Tuesday, 3 April 2012

Some New Arrivals

3rd April - a morning visit in calm, dry and sunny conditions yielded a few new year ticks.

I arrived on site at about 8:30am and a scan of the pit revealed no waders and no sign of anything new in.  A pair of Shelduck still remained and a male and female Wigeon were still on site - the Wigeon had been down to 2 males a while ago which were then joined by 11 further birds, 6 males and 5 females around March 25th.  These soon departed to leave a single male and a further female now seems to have joined it.

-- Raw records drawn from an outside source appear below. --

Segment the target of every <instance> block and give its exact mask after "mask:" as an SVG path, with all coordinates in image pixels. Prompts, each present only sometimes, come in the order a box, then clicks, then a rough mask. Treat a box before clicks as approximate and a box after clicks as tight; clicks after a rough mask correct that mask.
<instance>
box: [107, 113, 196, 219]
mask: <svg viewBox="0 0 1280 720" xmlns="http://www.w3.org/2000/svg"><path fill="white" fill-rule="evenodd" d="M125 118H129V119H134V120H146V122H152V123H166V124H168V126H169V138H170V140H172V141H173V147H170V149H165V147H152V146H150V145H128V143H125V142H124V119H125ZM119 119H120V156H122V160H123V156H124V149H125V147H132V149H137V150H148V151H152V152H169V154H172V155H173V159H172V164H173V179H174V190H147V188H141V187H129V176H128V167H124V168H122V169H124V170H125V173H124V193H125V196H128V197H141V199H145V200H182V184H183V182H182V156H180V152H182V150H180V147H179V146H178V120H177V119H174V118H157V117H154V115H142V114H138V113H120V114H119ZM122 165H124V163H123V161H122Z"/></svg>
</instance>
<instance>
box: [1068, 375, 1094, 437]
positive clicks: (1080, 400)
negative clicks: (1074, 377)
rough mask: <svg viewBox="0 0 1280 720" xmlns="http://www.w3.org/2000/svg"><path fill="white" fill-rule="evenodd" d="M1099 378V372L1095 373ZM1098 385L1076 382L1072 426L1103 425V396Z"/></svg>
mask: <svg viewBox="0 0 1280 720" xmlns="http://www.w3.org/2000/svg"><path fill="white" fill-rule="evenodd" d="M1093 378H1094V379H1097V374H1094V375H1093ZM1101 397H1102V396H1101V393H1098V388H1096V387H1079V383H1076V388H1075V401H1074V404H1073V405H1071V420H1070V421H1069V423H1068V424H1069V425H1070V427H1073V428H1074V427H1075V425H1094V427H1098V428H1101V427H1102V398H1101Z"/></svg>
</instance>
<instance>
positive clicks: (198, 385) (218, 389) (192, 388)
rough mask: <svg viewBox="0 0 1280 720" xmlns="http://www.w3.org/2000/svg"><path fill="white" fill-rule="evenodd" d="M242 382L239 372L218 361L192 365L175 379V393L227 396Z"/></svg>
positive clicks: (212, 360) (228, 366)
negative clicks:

At 8:45am, a Common Tern arrived, presumably coming in off the Thames and began flying and dipping in the SW corner, fairly close to the tern raft.  With no hope of getting a record shot in flight, I left for the meadow in the hope that it might alight somewhere whilst I was gone.  In the western meadow, 8 Fieldfares were feeding and also 2 Rooks in with the Jackdaws, which is a bird that had so far eluded me this year.  In the dried up Spade Oak meadow, I noticed a rather distant pale bird.  Just as I was about to scope it, 2 dogs went charging at a small group of geese, scattering them onto the river - luckily my bird remained in its favoured spot nearby and was quickly identified as a Wheatear.  I took a couple of record shots into the sun before it took flight towards the river.  I didn't see whether it crossed or not, but this meadow is heavily used by dog walkers, so I expect it moved on fairly quickly.

I crossed the railway back to the lake at about 9:00am to find that the Common Tern had departed, so a lucky encounter.  Along the railway bank, my attention was drawn to some rustling in a leaf/twig pile and I soon noticed what I think is a Bank Vole scurrying around.  It gave a few photo opportunities whilst I wasn't in photo mode and when I was, it became camera shy.  This is the best I could manage.

The pile

The vole
Other than a couple of Sand Martins and a Swallow in the SE corner, the only other thing of note was a build up of Blackcaps since my last visit - I counted 12 birds, with 11 singing males and a female.

I popped back briefly at about 2pm to find no real change, except a build up of immature LWHG on the spit and then left.  Dave F paid a visit less than an hour later and found what is presumably the same 2w Iceland Gull that was last seen here on March 11th - ah well, you can't see them all!